Monday, April 30, 2012

Personal Identity and Self-Knowledge

If personal-identity is construed as a spatiotemporal wormhole that extends through time from the past to the present, then to have self-knowledge is to be able to know (to some degree) about the pasts that lead to the present time. While we form a narrative to connect these past events together to the present there is a potential discrepancy between our self-narrative and our persona-identity. There might be gaps in our self-narrative that does not account for past experiences or facts of our personal identity. This seems true but why does it pose a philosophical problem?

There is an analogy that is given between the personal identity and a train behind the warehouse. If I walk alongside with my friend near the train, at the one end of the train I exclaim "There is the train!" and as I walk through I end on the other end of the train and exclaim "There is the train!". A friend of mine, who tries to be clever, my retort "No Paul, that isn't the same exact train since it is only one cargo connected to the locomotive on the other end." I might respond "I never said that two ends of the train are the same, I said they are part of the same train". However, let's change this scenario a little bit: suppose that we walk across only to find a very long warehouse that blocks our view of the train.
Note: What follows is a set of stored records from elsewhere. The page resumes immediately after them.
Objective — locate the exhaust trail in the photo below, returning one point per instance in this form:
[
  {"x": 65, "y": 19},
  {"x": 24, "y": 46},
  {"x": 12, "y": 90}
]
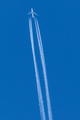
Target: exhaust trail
[
  {"x": 42, "y": 112},
  {"x": 44, "y": 68}
]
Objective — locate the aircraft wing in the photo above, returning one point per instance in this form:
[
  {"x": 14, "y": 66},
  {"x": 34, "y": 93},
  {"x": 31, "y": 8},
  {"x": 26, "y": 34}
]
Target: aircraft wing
[{"x": 35, "y": 13}]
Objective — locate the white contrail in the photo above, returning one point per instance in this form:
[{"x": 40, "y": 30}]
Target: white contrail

How do I know that both ends of the train are part of the same train rather than being separate? It seems that there is the gap (the warehouse) that makes it difficult to determine whether the parts are really separate or part of the same continuum.

That being the case, how can I know that one part of me that I simply do not remember (i.e. let's say, when I was four years old) is really part of the continuum of personal identity that I identify as "Paul"? Do I need a complete self-knowledge in order to justify that whatever part of me that I do not remember is really a part of me?